Performance is about speed: "How fast can the system complete a task?"
They often pull in opposite directions and improving one can sometimes impact the other.
Example: Adding more machines to a system can make it more scalable, but the complexity of managing these machines and coordinating tasks across them might introduce delays affecting performance.
Conversely, optimizing for performance with minimal resources may create scalability issues when user demand increases.
2. Vertical vs. Horizontal Scaling
Vertical scaling involves adding more resources to an existing server (eg. CPU, RAM), while horizontal scaling means adding more servers to the pool.
Scaling vertically is simpler but there's a physical limit to how much you can upgrade a single machine. It introduces a single point of failure. If the machine goes down, the entire system can become unavailable.
Scaling horizontally allows for almost limitless scaling but brings complexity of managing distributed systems.
Example: Initially, a startup may vertically scale its server to handle increased load by adding more CPUs and RAM.
As the startup grows, it might shift to horizontal scaling by adding more servers to distribute the load.
3. Latency vs. Throughput
Latency measures the time that data takes to transfer across the network.

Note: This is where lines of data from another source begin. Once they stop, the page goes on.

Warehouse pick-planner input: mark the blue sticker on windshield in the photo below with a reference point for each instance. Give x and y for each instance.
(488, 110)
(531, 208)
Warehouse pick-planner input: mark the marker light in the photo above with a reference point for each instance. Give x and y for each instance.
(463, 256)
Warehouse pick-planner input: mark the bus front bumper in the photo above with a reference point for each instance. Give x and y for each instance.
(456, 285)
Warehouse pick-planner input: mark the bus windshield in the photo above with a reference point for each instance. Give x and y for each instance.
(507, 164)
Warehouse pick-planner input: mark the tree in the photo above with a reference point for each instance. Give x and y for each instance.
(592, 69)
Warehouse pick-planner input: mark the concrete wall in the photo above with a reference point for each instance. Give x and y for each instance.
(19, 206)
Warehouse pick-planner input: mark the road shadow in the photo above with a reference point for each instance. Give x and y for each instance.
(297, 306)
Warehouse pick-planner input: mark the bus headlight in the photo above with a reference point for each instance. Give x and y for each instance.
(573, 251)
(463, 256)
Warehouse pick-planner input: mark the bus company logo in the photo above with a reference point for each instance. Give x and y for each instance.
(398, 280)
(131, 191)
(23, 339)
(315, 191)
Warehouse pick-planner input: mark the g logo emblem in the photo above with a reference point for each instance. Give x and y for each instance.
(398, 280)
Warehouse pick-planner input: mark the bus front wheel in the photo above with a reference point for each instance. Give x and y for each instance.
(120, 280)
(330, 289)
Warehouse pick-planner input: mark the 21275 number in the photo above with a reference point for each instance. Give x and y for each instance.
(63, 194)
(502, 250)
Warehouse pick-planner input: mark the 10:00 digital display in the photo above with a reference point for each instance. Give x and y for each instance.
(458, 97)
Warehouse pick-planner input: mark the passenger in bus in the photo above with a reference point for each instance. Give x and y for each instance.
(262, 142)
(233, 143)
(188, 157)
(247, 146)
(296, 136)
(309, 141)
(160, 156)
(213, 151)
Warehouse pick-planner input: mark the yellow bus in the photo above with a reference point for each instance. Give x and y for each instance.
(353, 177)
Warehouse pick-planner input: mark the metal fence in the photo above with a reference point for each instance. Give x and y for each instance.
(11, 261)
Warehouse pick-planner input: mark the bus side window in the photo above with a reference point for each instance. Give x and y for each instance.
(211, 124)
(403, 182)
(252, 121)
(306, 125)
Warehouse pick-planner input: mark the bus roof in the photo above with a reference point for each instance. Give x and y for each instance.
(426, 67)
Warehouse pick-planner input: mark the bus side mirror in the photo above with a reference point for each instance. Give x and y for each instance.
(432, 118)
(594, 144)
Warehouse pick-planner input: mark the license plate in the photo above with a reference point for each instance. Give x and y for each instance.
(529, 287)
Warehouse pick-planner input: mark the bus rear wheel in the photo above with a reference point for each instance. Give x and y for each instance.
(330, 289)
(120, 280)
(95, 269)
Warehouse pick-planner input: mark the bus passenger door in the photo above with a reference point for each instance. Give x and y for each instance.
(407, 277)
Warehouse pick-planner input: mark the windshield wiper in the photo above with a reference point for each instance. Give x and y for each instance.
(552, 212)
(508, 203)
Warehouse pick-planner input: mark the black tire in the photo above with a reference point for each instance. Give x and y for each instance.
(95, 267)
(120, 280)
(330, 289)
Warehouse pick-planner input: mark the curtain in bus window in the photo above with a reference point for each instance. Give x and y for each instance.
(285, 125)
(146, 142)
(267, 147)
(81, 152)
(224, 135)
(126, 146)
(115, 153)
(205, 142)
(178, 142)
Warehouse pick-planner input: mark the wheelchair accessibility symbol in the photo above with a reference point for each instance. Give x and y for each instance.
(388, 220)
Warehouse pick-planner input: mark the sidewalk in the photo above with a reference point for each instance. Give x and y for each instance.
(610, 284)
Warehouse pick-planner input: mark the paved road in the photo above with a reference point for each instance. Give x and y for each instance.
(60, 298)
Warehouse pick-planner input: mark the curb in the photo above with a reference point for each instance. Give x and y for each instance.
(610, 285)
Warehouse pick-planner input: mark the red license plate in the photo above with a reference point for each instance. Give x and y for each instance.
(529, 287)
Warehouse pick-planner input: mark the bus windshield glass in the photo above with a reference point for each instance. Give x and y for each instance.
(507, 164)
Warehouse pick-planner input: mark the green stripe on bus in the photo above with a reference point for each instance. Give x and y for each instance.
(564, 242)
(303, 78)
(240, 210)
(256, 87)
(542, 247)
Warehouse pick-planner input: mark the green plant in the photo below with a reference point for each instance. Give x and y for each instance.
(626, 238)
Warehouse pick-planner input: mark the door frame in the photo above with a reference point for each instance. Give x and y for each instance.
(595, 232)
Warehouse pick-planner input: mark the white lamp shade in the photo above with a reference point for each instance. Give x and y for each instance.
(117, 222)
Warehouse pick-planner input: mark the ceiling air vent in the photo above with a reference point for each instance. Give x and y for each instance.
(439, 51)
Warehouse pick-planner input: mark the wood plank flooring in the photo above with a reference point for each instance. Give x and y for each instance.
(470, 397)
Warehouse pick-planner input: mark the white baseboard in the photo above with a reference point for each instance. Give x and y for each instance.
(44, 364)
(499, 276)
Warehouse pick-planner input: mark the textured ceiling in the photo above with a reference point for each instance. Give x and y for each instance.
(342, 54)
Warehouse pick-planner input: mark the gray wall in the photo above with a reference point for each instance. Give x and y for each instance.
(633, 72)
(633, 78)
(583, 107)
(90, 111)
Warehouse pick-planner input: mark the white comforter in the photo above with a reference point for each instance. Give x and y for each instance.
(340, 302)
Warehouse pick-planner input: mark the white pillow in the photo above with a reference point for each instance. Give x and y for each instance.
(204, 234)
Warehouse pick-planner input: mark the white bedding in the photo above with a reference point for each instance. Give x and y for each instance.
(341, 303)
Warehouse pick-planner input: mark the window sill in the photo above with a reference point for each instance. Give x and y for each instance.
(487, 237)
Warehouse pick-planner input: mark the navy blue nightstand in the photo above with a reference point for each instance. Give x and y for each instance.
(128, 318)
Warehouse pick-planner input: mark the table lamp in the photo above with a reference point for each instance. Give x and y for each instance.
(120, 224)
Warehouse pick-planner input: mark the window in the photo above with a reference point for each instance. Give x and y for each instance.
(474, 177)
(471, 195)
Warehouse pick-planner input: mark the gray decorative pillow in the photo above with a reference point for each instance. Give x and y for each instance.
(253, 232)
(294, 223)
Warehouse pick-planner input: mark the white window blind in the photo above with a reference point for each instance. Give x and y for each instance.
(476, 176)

Throughput refers to the average volume of data that can actually pass through the network over a specific time.
Low-latency systems are essential for real-time applications, whereas high-throughput systems are crucial for data-intensive applications.
Example: Online gaming requires low latency to provide real-time interactions among players.
A data analytics service prioritizes throughput to process and analyze large datasets over time.
4. SQL vs NoSQL Databases
SQL (relational databases) are built on the relational model that organizes data into tables of rows and columns, with a unique key identifying each row.
These databases are highly structured and offer powerful query languages, making them ideal for complex queries and transactions. Examples: MySQL, PostgreSQL.
However, SQL databases can be challenging to scale horizontally.
Example: Banks use SQL databases for transaction management. These databases ensure that all transactions are processed reliably, maintaining accurate account balances and transaction histories.
NoSQL (non-relational databases) offer flexibility and scale easily but might sacrifice SQL like query capabilities and ACID transactions.
NoSQL is suited for handling large volumes of unstructured or semi-structured data and for applications requiring quick iterations, and frequent code pushes. Example: Cassandra, Amazon DynamoDB.
They come in various types, including document, key-value, wide-column, document and graph stores.
Example: Companies like Netflix use NoSQL for real-time recommendation engines. NoSQL databases can quickly process large sets of diverse data (views, ratings, preferences) to deliver personalized content recommendations to millions of users.
5. Consistency vs. Availability (CAP Theorem)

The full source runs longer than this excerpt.